As a kid, do you recall having periodic shots at a doctor’s visit? For flu prevention. Perhaps a booster to combat the flu.
As an adult, I started including cortizone injections as part of my regimen, to combat pain, Like carpal tunnel syndrome in my right wrist, and shots in my lower back, to ease arthritic and pinched-nerve issues.,
But there was a pair of injections I had over the past four years, to prevent a shingles attack, where you can have blistering rashes anywhere on your body. Some have the shingles on their faces, if you can imagine.
So I ask now: Have you had a shingles shot? One or two?
OK, OK, OK. Enough about shots, right? The coronavirus pandemic has been an invasive species, making many shy away from being vaccinated.
But shingles is another issue. As health folks indicate, shingles is sneaky, caused by the same virus as chickenpox. No one is happy, getting shots. But vaxxing means prevention.

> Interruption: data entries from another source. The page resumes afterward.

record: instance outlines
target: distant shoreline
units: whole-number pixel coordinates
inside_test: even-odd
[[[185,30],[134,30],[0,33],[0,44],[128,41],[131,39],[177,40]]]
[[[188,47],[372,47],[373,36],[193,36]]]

And if you’re over 50 years old, the shingles shots – one, then another later –is highly recommended. Why? Because stats show 1 in 3 people will get shingles. And shingles is not pretty, but highly painful, like a bad, blistering rash, and it could be incapacitating, if you get a bad attack.
I’ve had both shots over the past four years. When the battle call was sounded several years ago — that seniors over 50 should get those shots — it was virtually impossible to even sign up for the procedure. The serum supply here was scarce; most doctors didn’t have it, pharmacies like CVS Longs and Walgreens couldn’t get ‘em. Strangely, Safeway with pharmacies had supplies, but the waiting list was so long, the pharmacy shut down its waitlist.
Eventually, I found an independent supplier and was able to get the first, then the second. Once you have both shots, you’re done.
Lest you forget, we’ve become beings that try to get annual shots to lessen the chances of catching the winter flu. And every season, the shots change because the flu attack heightens.
Sure, making the effort to receive any shot takes time and effort. The trade off is if you catch the disease of the moment, your period of recuperation will be easier and faster.
“Shingles rarely kills you,” says William Schaffner, M.D., a professor of preventive medicine and infectious diseases at the Vanderbilt University Medical Center in Nashville, “but it can make you wish you were dead.”
The U.S. Food and Drug Administration says Shingrix, the vaccine it approves for shingles prevention, is “spectacularly effective”. The shot is 97 per cent successful in preventing those in their 50s and 60s from catching the rash, and 91 per cent for those 70s and older.
Something to consider when you get your annual fall/winter flu shot.